(432)認証制度のとらえ方【三石誠司・グローバルとローカル:世界は今】2025年4月25日
世の中のさまざまな制度には、すべてに「目的」があります。その違いを理解するのは実は大変重要ですが、意外と忘れがちになります。
2025年4月22日、(一財)日本GAP協会は「ASIAGAPの2028年終了とJGAP(+SA)への一本化について」を発表した1。現在の日本には複数のGAP(Good Agricultural Practice)が存在している。その中でも、JGAP、ASIAGAP、グローバルGAPが代表的である。これらの制度には違いがあるが、農業現場では、それぞれを実践する人々の努力により、着実に日本の農業水準は向上してきている
今回の発表に至るには多くの議論があったと想像されるが、筆者に詳細はわからない。ただ、重要な点がある。日本人に限らず、人は併存する複数のものがあると、どうしても優劣をつけたがる傾向があると言う点だ。これは陥りやすいトラップ(罠)である。
むしろ、これら複数の制度には異なる「視点」や「目的」がある、という本質的な点を理解する必要がある。以前にも触れたが、これは英語の能力試験におけるTOEFLとTOEICの関係に非常によく似ている。
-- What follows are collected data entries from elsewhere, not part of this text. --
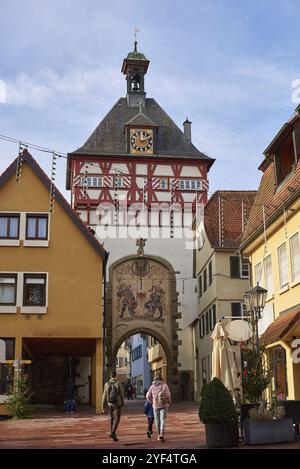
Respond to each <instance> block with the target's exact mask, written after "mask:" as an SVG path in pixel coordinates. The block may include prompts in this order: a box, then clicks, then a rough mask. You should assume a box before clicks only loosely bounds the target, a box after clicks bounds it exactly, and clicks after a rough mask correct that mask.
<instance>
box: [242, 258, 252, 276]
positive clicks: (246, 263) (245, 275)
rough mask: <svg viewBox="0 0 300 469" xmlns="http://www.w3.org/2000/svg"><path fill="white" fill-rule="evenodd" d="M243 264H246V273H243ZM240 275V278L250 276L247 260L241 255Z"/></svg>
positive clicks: (249, 265)
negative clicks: (242, 256)
mask: <svg viewBox="0 0 300 469" xmlns="http://www.w3.org/2000/svg"><path fill="white" fill-rule="evenodd" d="M243 265H247V270H248V274H247V275H243ZM240 276H241V278H249V276H250V264H249V260H248V259H245V258H243V257H242V256H241V257H240Z"/></svg>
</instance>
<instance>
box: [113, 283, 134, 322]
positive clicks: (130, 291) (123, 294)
mask: <svg viewBox="0 0 300 469" xmlns="http://www.w3.org/2000/svg"><path fill="white" fill-rule="evenodd" d="M117 297H118V298H121V299H122V300H121V301H122V302H121V313H120V316H119V317H120V318H123V317H124V313H125V311H126V310H127V312H128V313H129V314H130V316H135V308H136V307H137V302H136V299H135V296H134V294H133V292H132V290H131V288H130V287H129V286H128V285H120V286H119V287H118V292H117Z"/></svg>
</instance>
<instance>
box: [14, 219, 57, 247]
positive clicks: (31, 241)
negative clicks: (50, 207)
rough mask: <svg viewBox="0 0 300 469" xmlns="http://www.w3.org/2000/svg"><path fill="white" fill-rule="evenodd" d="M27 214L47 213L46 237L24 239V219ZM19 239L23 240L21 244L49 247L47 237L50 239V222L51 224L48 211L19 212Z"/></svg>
mask: <svg viewBox="0 0 300 469" xmlns="http://www.w3.org/2000/svg"><path fill="white" fill-rule="evenodd" d="M27 215H29V216H30V215H37V216H38V215H43V216H45V215H47V216H48V223H47V225H48V233H47V239H26V220H27ZM20 220H21V222H20V223H21V225H20V239H21V240H23V246H25V247H39V248H47V247H49V239H50V224H51V216H50V213H49V212H21V214H20Z"/></svg>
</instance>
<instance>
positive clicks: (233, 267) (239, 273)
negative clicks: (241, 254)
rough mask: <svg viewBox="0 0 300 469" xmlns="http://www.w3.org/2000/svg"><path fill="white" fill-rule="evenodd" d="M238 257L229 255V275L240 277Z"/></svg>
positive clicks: (238, 259)
mask: <svg viewBox="0 0 300 469" xmlns="http://www.w3.org/2000/svg"><path fill="white" fill-rule="evenodd" d="M240 276H241V275H240V258H239V256H230V277H232V278H240Z"/></svg>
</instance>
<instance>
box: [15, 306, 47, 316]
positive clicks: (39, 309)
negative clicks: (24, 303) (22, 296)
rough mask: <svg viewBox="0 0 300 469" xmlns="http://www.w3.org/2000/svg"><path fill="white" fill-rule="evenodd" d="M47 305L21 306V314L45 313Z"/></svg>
mask: <svg viewBox="0 0 300 469" xmlns="http://www.w3.org/2000/svg"><path fill="white" fill-rule="evenodd" d="M47 309H48V308H47V306H22V307H21V314H46V313H47Z"/></svg>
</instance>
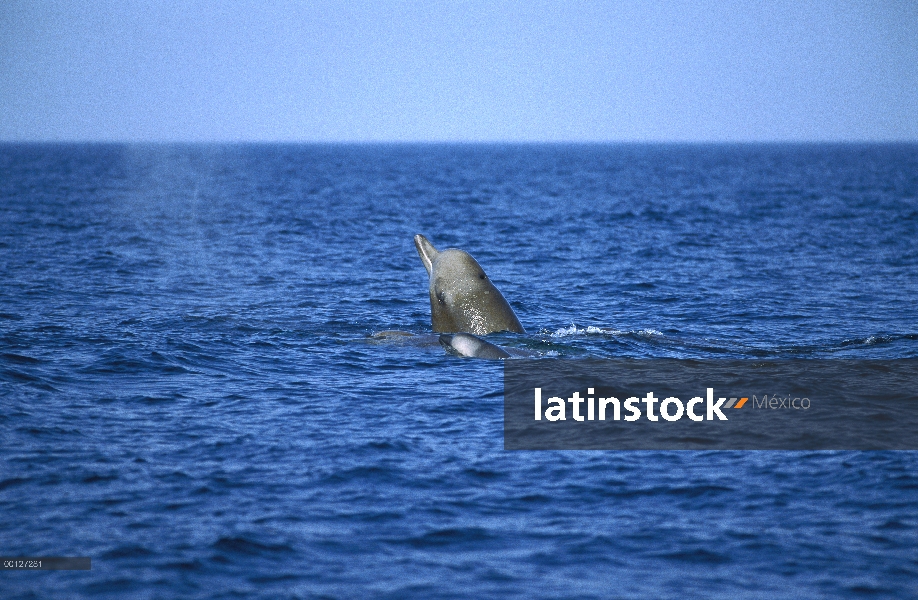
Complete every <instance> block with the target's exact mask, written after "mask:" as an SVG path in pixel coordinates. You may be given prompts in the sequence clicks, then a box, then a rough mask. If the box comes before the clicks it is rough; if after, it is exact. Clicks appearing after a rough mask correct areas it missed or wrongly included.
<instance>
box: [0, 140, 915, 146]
mask: <svg viewBox="0 0 918 600" xmlns="http://www.w3.org/2000/svg"><path fill="white" fill-rule="evenodd" d="M0 144H2V145H14V144H35V145H39V144H48V145H52V144H60V145H66V144H74V145H75V144H98V145H105V144H108V145H117V144H137V145H189V146H190V145H202V146H204V145H212V146H215V145H253V146H254V145H291V146H293V145H300V146H450V145H452V146H612V145H623V146H624V145H634V146H639V145H661V146H663V145H672V146H679V145H699V146H702V145H704V146H712V145H778V144H782V145H794V144H796V145H857V144H862V145H871V144H875V145H879V144H918V138H914V139H910V138H873V139H871V138H851V139H789V138H775V139H753V140H731V139H711V140H705V139H681V140H680V139H672V140H666V139H658V140H656V139H649V140H638V139H619V140H614V139H610V140H512V139H511V140H500V139H494V140H450V139H444V140H420V139H419V140H347V139H345V140H316V139H312V140H310V139H301V140H289V139H288V140H285V139H199V140H191V139H166V138H139V139H118V138H110V139H106V138H62V139H54V138H38V139H28V138H23V139H2V138H0Z"/></svg>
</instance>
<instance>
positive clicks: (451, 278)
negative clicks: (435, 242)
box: [414, 234, 525, 335]
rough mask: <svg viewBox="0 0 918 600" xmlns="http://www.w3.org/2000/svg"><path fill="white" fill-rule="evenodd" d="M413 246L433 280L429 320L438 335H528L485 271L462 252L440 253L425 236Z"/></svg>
mask: <svg viewBox="0 0 918 600" xmlns="http://www.w3.org/2000/svg"><path fill="white" fill-rule="evenodd" d="M414 245H415V247H416V248H417V250H418V255H419V256H420V257H421V262H423V263H424V267H425V268H426V269H427V274H428V275H429V276H430V285H429V291H430V320H431V325H432V326H433V330H434V331H436V332H439V333H459V332H464V333H472V334H475V335H486V334H488V333H493V332H495V331H514V332H517V333H525V330H524V329H523V326H522V325H521V324H520V321H519V319H518V318H517V317H516V314H515V313H514V312H513V309H512V308H510V304H509V303H508V302H507V300H506V299H505V298H504V297H503V295H502V294H501V293H500V291H499V290H498V289H497V288H496V287H495V286H494V284H493V283H491V280H490V279H489V278H488V276H487V274H486V273H485V272H484V269H482V268H481V265H479V264H478V261H476V260H475V259H474V258H472V256H471V255H470V254H469V253H468V252H465V251H463V250H458V249H456V248H448V249H446V250H443V251H438V250H437V249H436V248H435V247H434V245H433V244H431V243H430V241H429V240H428V239H427V238H425V237H424V236H423V235H420V234H418V235H416V236H414Z"/></svg>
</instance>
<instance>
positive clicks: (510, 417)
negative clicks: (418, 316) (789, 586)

TOEICは主として、日本国内のビジネスの現場で役に立つコミュニケーションとしての英語力の水準を図る能力試験である。学生の英語力の目安としてTOEICの受験をすすめている大学も多い。また、就活においてTOEIC○○点などという点数が一定の効果を発揮する場合もある。
これに対し、TOEFLは英語圏の大学や研究機関などに留学を考える場合に求められる外国人としての英語の能力試験である。
少し考えればわかるが、日本国内でも英語を使用する場合はそれなりに増加している。日常生活やビジネスの現場で状況に応じて使う英語と、海外の大学や大学院等で何かを学ぶ道具として用いる英語に求められる内容とは大きく異なる。
この2つは「使われる場面・状況」が異なる。最近の言葉で言えば、求められるスキルセットや高得点を取るためのアプローチも異なる。つまり、仮に会話一つを例としても、「誰と」「どこで」「何について」話すのか、この中身が大きく異なるため、何を習得の「目的」とするかが重要であるかがわかる。
さて、GAPの話に戻ろう。基本的にJGAPやASIAGAPは、日本の農業現場や国内流通などを十分に理解し、その上で実効性が高い仕組みとしてデザインされていると考えられる。ASIAGAPはそれが国際水準であると認められていたわけだ。これに対して、グローバルGAPはかつてユーロGAPと呼ばれていた時代もあったように、ヨーロッパ起源の「視点」の上で、世界のバイヤーや輸入国の規格に適合することを重視している。
GAPの取得を目指すに際し、仮に、地域の学校給食や地産地消、そして国内生産を支えるためのGAPならグローバルGAPである必要は全くない。これに対し、海外輸出や国際調達などを考えるのであれば、やはりグローバルGAPは視野に知れておく必要がある。それだけのことだ。
いずれに制度においても、それぞれの目的のために努力をしてきた人がおり、その努力そのものには優劣はない。重要な点は「目的や使用する場所」が異なれば、習得すべき言語、つまり認証が異なるという点である。
大学の教育現場から見た印象としては、今後のGAP教育においては、JGAPを日本の農業現場での具体的な実践マニュアルのような形で伝える一方、世界の市場に出たい学生には異なる「言語」=「認証」を習得する必要があるという形での二重構造のカリキュラムが必要になるかもしれない。GAP認証は、一見、手続き認証のように見えるかもしれないが、本質は、何を目的として、どこでビジネスを展開するかという「戦略的認証」であるということだ。
* *
資格の有無とビジネスの成否は違いますし、資格が必要な世界も不要な世界もあるということに似ていますね。